A major shift is underway in the global iron ore market, symbolized by BHP's new contract with China.
For decades, the price of iron ore, a key ingredient for steel, has been set using benchmarks like the Platts index, priced in U.S. dollars. However, China, the world's largest consumer of iron ore, has been working to change this. This new deal between mining giant BHP and China's centralized buyer, China Mineral Resources Group (CMRG), is a clear sign that China's efforts are succeeding.
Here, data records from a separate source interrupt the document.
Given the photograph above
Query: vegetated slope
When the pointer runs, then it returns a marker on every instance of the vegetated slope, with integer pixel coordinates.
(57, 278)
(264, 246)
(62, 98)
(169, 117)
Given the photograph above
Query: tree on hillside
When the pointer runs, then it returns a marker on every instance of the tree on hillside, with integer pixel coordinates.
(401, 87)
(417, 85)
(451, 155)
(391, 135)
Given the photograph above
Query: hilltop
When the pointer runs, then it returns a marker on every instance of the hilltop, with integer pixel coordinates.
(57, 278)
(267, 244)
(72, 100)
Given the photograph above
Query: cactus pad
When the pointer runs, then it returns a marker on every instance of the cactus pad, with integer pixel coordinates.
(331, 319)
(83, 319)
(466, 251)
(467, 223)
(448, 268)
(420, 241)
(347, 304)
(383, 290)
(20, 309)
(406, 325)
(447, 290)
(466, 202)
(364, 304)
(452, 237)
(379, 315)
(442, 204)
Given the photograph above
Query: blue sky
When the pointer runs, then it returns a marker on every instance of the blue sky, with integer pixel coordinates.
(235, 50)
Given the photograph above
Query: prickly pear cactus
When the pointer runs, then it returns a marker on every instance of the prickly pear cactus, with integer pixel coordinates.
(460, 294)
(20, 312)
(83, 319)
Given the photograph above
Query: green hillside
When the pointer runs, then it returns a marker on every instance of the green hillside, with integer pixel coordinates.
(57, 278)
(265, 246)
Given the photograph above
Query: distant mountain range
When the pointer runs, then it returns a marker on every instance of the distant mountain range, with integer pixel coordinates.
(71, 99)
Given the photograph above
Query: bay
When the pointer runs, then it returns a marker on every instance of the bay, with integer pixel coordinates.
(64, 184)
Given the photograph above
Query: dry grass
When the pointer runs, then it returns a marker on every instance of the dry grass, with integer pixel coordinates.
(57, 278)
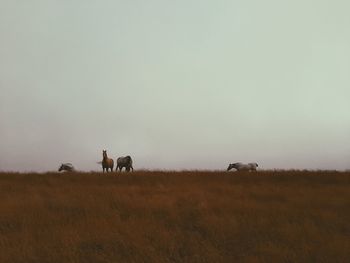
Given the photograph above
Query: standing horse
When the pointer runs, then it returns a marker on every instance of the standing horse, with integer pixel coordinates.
(124, 162)
(243, 167)
(107, 163)
(67, 167)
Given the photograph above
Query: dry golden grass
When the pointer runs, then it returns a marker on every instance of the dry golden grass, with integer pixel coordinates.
(175, 217)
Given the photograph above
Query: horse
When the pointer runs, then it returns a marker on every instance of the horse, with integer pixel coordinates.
(67, 167)
(124, 162)
(107, 163)
(243, 167)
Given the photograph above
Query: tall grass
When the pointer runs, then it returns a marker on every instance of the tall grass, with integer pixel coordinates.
(175, 217)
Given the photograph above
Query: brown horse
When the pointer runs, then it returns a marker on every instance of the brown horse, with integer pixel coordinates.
(107, 163)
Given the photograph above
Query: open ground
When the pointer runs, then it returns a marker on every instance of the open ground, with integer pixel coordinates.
(291, 216)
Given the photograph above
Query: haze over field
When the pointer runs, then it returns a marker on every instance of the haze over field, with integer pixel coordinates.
(177, 85)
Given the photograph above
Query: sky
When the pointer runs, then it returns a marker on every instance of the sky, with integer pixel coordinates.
(177, 85)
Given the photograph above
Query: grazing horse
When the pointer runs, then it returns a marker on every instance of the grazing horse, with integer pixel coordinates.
(243, 167)
(124, 162)
(107, 163)
(67, 167)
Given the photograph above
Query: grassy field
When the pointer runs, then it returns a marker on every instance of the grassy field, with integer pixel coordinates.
(175, 217)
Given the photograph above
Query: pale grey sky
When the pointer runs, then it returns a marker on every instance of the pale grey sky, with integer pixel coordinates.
(176, 84)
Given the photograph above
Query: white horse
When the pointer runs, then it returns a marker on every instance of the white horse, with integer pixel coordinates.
(66, 167)
(243, 167)
(124, 162)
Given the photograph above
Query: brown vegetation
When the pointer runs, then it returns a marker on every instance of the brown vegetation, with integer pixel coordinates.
(175, 217)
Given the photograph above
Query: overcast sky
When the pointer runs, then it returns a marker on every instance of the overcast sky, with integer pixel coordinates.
(175, 84)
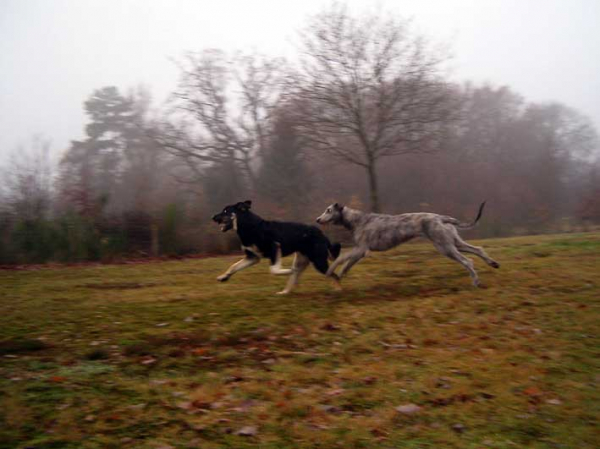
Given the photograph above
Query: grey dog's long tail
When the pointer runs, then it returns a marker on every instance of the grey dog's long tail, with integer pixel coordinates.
(460, 225)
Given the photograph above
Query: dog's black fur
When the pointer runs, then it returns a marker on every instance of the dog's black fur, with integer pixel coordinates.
(268, 236)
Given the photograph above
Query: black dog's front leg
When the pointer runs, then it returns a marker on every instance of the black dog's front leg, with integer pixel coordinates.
(275, 256)
(248, 261)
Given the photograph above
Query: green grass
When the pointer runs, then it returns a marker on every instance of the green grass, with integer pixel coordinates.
(161, 355)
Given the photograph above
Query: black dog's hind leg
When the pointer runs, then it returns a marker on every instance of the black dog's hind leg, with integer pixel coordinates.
(318, 256)
(299, 265)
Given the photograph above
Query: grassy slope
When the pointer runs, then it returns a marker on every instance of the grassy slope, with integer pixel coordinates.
(162, 355)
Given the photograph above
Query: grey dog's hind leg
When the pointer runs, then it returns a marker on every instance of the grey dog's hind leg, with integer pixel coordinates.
(464, 247)
(349, 259)
(446, 247)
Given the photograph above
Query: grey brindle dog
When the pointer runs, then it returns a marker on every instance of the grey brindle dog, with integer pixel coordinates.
(379, 232)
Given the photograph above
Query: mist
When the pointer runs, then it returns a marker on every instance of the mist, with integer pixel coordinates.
(135, 120)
The story begins with China's strategic moves to gain more control over pricing. First, in September 2025, Beijing launched its own yuan-denominated iron ore index, called COREX. This created a direct alternative to the dollar-based Platts. Second, China consolidated its purchasing power through a single state-controlled entity, CMRG, giving it immense leverage in negotiations.
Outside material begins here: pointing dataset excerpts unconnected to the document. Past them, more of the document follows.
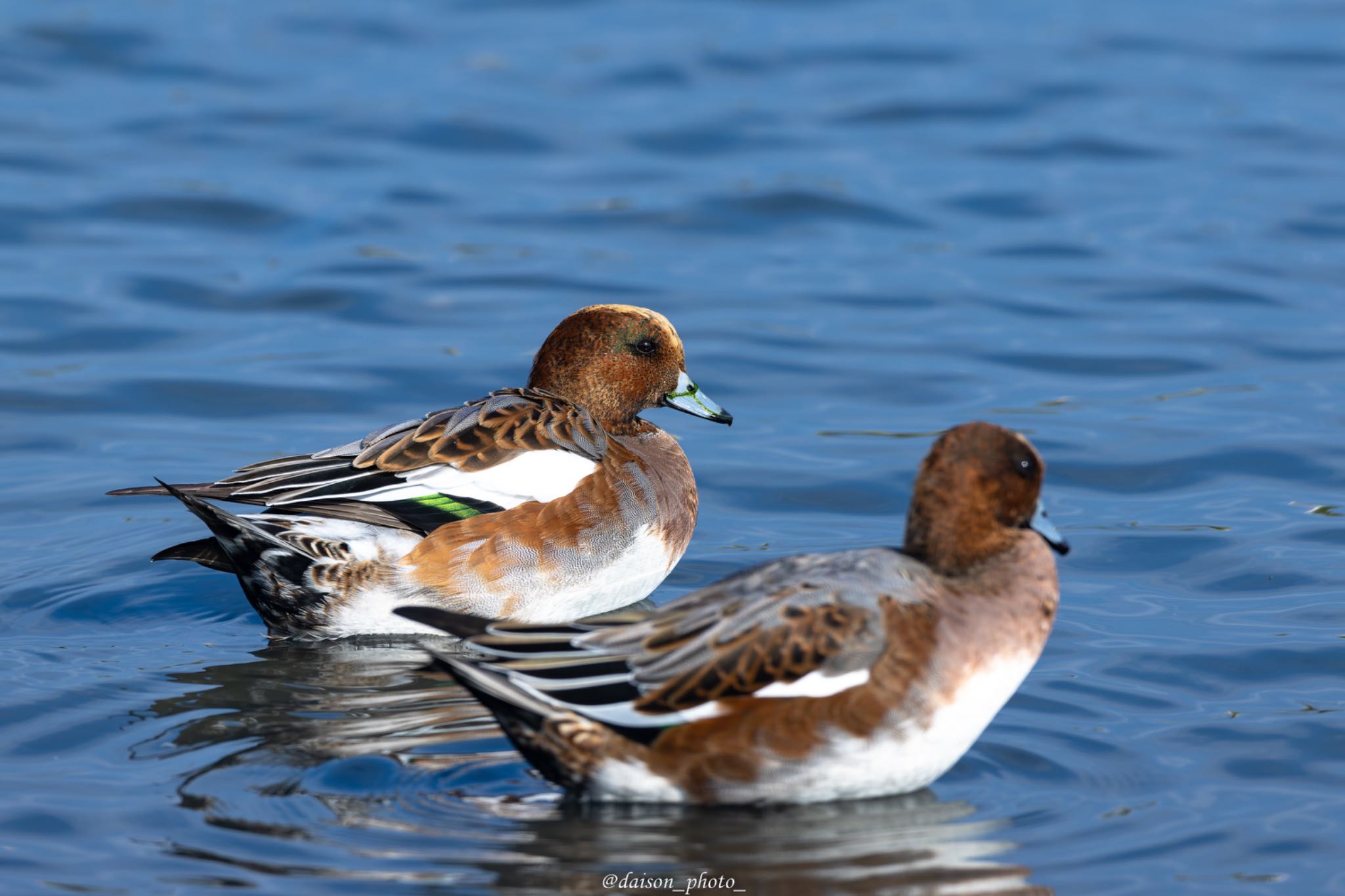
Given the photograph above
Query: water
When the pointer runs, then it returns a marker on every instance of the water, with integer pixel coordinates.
(238, 230)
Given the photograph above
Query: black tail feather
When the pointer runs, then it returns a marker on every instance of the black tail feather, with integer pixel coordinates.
(455, 624)
(204, 551)
(271, 571)
(204, 489)
(519, 715)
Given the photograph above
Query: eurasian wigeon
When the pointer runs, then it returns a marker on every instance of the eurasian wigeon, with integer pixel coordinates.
(539, 504)
(807, 679)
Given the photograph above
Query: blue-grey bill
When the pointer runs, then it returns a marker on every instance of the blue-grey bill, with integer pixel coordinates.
(689, 399)
(1043, 527)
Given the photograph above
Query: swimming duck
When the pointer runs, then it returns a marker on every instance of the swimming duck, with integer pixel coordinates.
(539, 504)
(807, 679)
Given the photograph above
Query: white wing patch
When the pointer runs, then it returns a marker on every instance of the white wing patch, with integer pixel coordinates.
(530, 476)
(816, 685)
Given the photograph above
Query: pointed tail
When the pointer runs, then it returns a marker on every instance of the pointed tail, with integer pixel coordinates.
(522, 716)
(271, 571)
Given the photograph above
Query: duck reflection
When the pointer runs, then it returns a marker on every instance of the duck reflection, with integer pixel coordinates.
(373, 767)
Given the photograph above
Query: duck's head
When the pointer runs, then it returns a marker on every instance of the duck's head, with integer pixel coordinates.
(618, 360)
(975, 490)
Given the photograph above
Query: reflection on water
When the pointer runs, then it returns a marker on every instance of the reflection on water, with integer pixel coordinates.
(365, 746)
(232, 232)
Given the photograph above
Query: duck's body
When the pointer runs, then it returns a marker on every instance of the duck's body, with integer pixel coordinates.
(807, 679)
(521, 505)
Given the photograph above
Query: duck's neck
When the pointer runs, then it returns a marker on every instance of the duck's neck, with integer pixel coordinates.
(630, 426)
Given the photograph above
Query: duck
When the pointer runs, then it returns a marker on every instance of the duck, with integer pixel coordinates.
(807, 679)
(539, 504)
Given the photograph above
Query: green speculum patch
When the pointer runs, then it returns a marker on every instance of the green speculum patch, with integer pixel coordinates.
(449, 504)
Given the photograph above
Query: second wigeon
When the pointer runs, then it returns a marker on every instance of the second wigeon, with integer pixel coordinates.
(539, 504)
(813, 677)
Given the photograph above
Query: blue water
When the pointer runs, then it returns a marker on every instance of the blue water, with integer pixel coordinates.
(237, 230)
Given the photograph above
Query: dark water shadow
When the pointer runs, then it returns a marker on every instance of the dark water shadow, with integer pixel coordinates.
(363, 766)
This leverage was put to the test in October 2025. When talks with BHP stalled, CMRG reportedly instructed Chinese mills to stop buying BHP's iron ore. This pressure tactic demonstrated China's seriousness and significantly weakened BHP's negotiating position. The situation was further compounded when competitors Rio Tinto and Fortescue agreed in early 2026 to stop using the Platts index for their Chinese sales at CMRG's request.
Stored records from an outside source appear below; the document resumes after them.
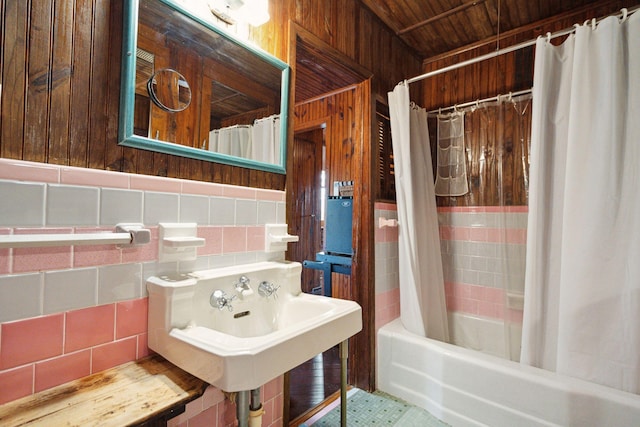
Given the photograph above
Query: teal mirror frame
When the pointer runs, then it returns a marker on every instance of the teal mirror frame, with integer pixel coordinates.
(127, 138)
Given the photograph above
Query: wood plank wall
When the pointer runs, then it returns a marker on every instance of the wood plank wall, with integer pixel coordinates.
(61, 80)
(491, 183)
(349, 159)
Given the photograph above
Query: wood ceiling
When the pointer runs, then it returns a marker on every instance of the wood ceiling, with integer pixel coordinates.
(434, 27)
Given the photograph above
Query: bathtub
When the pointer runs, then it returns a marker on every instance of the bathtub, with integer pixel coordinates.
(466, 388)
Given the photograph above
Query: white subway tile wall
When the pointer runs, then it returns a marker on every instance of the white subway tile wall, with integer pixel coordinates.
(70, 278)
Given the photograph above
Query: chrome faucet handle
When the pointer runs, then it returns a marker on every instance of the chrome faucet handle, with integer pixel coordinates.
(266, 289)
(243, 284)
(219, 299)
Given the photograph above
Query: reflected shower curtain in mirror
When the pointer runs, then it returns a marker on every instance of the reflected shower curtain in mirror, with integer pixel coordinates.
(422, 298)
(582, 285)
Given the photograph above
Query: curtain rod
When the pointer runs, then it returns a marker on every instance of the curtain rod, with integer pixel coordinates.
(479, 101)
(510, 49)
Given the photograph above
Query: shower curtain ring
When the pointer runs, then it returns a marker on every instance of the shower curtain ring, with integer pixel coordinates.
(625, 13)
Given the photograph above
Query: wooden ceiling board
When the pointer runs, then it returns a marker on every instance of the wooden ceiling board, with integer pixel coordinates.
(454, 24)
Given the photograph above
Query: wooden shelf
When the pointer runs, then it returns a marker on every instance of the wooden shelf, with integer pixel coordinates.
(148, 391)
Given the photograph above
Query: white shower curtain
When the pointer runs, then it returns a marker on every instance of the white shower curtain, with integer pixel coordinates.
(582, 285)
(422, 300)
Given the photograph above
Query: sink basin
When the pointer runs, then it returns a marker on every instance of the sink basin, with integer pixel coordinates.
(260, 338)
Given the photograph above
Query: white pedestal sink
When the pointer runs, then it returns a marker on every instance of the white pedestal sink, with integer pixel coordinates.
(261, 338)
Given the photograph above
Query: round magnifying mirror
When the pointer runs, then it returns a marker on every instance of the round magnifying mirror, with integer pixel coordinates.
(169, 90)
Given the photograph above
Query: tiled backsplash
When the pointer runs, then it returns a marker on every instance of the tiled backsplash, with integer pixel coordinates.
(70, 311)
(386, 250)
(483, 257)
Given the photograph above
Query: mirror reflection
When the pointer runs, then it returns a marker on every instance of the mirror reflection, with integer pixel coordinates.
(200, 93)
(169, 90)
Faced with these pressures, BHP ultimately agreed to new terms. The reported deal involves using the new Beijing-based yuan index for pricing and granting a 1.8% discount on certain volumes. While the direct financial impact on BHP seems manageable—estimated at a revenue reduction of $130 to $360 million annually—the strategic implications are far more significant. This agreement formalizes a structural rebalancing of power, solidifying China's influence over a critical global commodity and accelerating the 'RMB-ization' of international trade.
Glossary
- Platts Index: A benchmark price assessment for commodities, including iron ore, published by S&P Global. It has traditionally been the standard for pricing in the seaborne market, denominated in U.S. dollars.
- CMRG (China Mineral Resources Group): A state-owned Chinese company established to centralize the country's iron ore purchasing, increasing its bargaining power with global mining companies.
- Basis Risk: A financial risk that arises when a hedge does not move in perfect correlation with the underlying asset. In this case, miners might hedge using Platts-linked financial products while their physical sales are priced against a different (COREX) index, creating a potential mismatch.